Mannose-binding lectin and complement mediate follicular localization and enhanced immunogenicity of diverse protein nanoparticle immunogens
- PMID: 35021101
- PMCID: PMC8805147
- DOI: 10.1016/j.celrep.2021.110217
Mannose-binding lectin and complement mediate follicular localization and enhanced immunogenicity of diverse protein nanoparticle immunogens
Abstract
Nanoparticle (NP) vaccine formulations promote immune responses through multiple mechanisms. We recently reported that mannose-binding lectin (MBL) triggers trafficking of glycosylated HIV Env-immunogen NPs to lymph node follicles. Here, we investigate effects of MBL and complement on NP forms of HIV and other viral antigens. MBL recognition of oligomannose on gp120 nanoparticles significantly increases antigen accumulation in lymph nodes and antigen-specific germinal center (GC) responses. MBL and complement also mediate follicular trafficking and enhance GC responses to influenza, HBV, and HPV particulate antigens.

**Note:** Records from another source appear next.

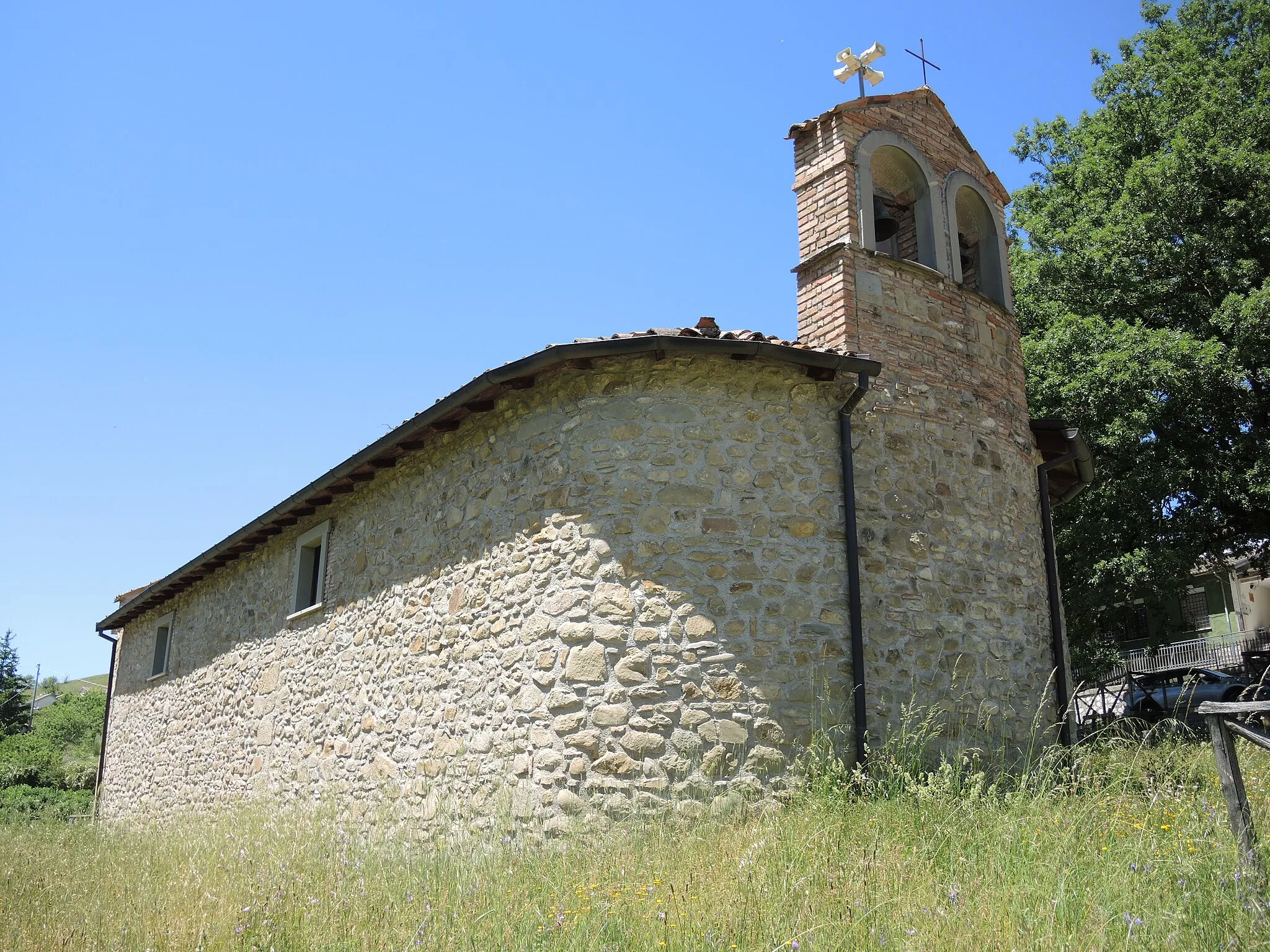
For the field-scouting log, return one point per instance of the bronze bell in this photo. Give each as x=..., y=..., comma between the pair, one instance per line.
x=884, y=224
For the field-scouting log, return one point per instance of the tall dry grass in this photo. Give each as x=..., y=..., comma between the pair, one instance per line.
x=1126, y=847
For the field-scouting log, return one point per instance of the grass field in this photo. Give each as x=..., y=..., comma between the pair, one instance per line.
x=1135, y=855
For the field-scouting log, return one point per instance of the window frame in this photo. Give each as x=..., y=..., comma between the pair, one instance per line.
x=1181, y=610
x=164, y=622
x=322, y=535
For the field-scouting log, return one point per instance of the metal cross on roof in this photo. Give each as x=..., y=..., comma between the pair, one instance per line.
x=922, y=58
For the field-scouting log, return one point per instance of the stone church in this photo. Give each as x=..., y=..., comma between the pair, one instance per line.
x=639, y=571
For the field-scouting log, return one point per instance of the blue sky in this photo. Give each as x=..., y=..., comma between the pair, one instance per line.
x=242, y=240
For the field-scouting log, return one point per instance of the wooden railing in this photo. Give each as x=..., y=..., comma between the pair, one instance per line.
x=1223, y=728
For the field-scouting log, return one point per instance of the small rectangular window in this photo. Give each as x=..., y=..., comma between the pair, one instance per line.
x=163, y=646
x=1196, y=617
x=310, y=569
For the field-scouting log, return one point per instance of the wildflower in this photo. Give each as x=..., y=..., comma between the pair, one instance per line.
x=1132, y=920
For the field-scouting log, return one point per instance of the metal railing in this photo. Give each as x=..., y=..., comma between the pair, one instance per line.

Using model protein nanoparticles bearing titrated levels of glycosylation, we determine that mannose patches at a minimal density of 2.1 × 10-3 mannose patches/nm2 are required to trigger follicular targeting, which increases with increasing glycan density up to at least ∼8.2 × 10-3 patches/nm2. Thus, innate immune recognition of glycans has a significant impact on humoral immunity, and these findings provide a framework for engineering glycan recognition to optimize vaccine efficacy.
Keywords: lymph node trafficking; mannose-binding lectin; nanoparticle; vaccine.
Copyright © 2021 The Author(s). Published by Elsevier Inc. All rights reserved.
Conflict of interest statement
Declaration of interests The eOD immunogens in this paper are included in patent filings from IAVI, the Scripps Research Institute, and MIT by inventors including D.J.I. N.P.K. is a co-founder, shareholder, and chair of the scientific advisory board of Icosavax, Inc. The King laboratory has received an unrelated sponsored research agreement from Pfizer.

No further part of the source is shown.